Departmental wikis are as effective as you make them. Ours tended to be very fast, accurate and did away with the old fashioned M&P meetings and Visio chart hell we had previously.
"In other words, when you say "we have to document every procedure and process, no matter how mundane or 'common sense' it may seem," you've already lost. You don't need meticulously documented procedures, you need to take those "varying degrees of technical competency" and educate them to a higher level of competency."
I think you may have been approaching it wrong. Don't think about writing out steps 1-10 on every task to make everyone's job scripted. Just lay out the steps for the most common tasks, and then document all the information you can in the Wiki so that when your readers get to that jumping off point they have all the detailed information they need to put the pieces together themselves.
We've started a similar knowledge base project, and after a lot of searching and testing, we settled on Atlassian Confluence as our Wiki.
It has some excellent plug-ins, so our Visio diagrams can be displayed as web pages. The individual pages can be locked down at a granular level. It has a Sharepoint connector to tie in to our Sharepoint Intranet system.
I've directed my team to post two new articles per week, and the Wiki is getting populated quickly. When a job that only gets run every quarter comes along, we get the steps documented. Our internal processes are on flowcharts so the business folks can see what happens when they put in a request. It's been a very helpful tool, and has not had any down time. We even have embedded Spark messaging links by all the user names, so you can contact an author to ask a question.
"First things first, but not necessarily in that order."
- Doctor Who
"I work for a large MSSP type operation "
so YOU work for a large $$$ company...
and you want OUR advise?? OUR expertise, OUR consulting... for free???
Come on people, we shoud be getting paid for this.

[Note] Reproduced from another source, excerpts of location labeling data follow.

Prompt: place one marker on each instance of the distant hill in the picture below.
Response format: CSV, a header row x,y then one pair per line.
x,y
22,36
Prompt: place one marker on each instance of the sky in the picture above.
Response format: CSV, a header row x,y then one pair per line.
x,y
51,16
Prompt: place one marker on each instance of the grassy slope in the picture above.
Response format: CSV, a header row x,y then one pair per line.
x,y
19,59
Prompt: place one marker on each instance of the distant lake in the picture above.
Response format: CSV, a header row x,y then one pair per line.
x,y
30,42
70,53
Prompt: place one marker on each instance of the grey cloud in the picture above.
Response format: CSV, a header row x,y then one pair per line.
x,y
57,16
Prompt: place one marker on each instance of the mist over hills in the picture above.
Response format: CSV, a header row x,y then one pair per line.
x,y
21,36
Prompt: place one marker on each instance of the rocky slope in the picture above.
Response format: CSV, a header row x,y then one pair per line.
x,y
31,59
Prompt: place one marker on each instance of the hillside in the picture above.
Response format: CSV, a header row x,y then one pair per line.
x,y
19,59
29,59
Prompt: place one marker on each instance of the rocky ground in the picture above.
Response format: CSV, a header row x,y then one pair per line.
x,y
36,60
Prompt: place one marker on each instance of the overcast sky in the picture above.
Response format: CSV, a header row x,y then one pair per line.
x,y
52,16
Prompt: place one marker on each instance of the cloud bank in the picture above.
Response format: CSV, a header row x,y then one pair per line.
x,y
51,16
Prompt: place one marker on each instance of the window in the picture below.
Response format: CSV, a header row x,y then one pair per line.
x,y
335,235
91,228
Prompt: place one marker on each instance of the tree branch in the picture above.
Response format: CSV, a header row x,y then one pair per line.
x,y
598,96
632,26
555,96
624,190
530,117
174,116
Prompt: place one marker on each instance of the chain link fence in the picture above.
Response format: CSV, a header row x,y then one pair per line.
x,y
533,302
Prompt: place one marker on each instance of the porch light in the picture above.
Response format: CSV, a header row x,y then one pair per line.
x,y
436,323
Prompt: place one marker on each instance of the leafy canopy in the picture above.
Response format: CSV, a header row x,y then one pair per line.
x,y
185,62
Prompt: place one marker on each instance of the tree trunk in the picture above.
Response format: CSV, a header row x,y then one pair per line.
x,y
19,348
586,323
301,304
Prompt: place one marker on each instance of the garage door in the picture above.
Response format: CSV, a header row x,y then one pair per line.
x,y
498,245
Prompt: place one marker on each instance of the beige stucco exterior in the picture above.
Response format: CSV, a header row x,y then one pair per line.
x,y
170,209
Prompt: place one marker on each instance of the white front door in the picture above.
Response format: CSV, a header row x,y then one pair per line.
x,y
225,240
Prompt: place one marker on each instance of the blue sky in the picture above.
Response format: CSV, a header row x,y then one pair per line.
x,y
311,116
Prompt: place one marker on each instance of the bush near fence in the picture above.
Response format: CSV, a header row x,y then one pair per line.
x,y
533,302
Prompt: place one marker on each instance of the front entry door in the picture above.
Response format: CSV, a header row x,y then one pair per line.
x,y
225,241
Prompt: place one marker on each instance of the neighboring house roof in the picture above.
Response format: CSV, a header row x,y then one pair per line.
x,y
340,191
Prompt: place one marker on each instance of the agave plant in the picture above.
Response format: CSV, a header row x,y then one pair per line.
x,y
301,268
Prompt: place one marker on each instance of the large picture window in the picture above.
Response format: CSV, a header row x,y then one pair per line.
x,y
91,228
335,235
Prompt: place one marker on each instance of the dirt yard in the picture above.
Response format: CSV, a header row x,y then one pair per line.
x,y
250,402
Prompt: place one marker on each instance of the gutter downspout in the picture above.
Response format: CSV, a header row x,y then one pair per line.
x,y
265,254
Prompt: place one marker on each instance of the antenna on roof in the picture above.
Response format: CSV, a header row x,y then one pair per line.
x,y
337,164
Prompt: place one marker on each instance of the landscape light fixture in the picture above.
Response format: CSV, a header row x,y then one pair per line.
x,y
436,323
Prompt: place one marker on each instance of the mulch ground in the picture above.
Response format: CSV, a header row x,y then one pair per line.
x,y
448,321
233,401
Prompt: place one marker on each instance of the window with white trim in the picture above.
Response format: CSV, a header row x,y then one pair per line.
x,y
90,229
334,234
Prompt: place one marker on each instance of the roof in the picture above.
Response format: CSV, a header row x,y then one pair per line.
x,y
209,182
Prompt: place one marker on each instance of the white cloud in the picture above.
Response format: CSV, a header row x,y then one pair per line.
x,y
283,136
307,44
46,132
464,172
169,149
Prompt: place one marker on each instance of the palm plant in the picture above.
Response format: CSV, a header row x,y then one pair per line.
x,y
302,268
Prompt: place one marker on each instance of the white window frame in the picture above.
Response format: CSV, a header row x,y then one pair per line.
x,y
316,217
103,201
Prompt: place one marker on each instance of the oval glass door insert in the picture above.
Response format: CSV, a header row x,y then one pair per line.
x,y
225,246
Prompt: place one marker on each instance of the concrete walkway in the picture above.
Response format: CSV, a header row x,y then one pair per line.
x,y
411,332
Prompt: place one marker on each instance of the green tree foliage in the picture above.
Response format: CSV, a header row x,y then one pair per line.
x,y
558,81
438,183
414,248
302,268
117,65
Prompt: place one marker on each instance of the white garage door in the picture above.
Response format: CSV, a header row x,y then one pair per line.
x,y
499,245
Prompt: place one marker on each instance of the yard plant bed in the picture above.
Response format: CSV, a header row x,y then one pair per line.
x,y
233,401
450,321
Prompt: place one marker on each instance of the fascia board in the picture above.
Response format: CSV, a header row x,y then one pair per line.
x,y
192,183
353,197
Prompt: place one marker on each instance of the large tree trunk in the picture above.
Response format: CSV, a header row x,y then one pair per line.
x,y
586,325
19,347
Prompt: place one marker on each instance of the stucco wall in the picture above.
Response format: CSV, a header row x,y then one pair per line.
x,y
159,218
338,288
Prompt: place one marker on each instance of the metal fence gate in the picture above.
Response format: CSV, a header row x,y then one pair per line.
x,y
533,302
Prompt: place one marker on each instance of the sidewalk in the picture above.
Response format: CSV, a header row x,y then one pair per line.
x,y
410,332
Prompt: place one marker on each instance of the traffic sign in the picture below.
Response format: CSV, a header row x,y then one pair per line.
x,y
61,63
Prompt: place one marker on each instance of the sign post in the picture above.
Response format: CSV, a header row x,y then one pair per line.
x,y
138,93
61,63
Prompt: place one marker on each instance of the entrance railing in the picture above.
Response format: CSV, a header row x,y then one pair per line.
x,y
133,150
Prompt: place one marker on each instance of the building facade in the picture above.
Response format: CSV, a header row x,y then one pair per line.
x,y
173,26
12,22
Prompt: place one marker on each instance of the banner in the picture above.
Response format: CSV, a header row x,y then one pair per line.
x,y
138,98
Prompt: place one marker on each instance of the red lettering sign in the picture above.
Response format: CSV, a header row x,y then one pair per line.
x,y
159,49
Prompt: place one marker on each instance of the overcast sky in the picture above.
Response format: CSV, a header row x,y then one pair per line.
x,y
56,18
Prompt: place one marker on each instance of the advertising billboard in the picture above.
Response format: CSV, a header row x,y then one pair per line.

Why hasn't slashdot come up with a system that pays for the best answer. Its a win win... companies sign up, they get access to the most talented community... they get their answers, we get the money, everyone's happy and slashdot gets to keep a small fee.
As some others have stated, it is best to find someone in the field to document rather than having someone who really has no clue. If readers can't understand your document that's only 5% of the problem. The other 95% is because the author. I know many people "think" they can write but in reality they can't. Even wiki articles are a joke sometimes because it has no structure and flow. I've seen, met, and know many experience professionals in various fields that very knowledgeable but they can't put it on paper for the user to understand. It's not a simple thing to be able to write for a targeted audience. Most, if not all, of the technical websites are poorly written articles and reviews. Often times you wonder who the target audience is. Do they want it for the common Joe or for the technical Joe. In either case, they fail horribly. Structure is poor and inconsistent, vocabulary improperly used, charts and graphs often times could be simpler, and so forth. If you haven't written or document many process or procedures do kid yourself into thinking you can just pick it up and start writing. Look at the new Ars Technia, poor articles being thrown left and right simply because they want the quantity out rather than quality articles. And if you still you can write better than those that are in the field, do yourself a favor and judge yourself by taking a class or attending seminars. I guarantee that most will come back thinking otherwise.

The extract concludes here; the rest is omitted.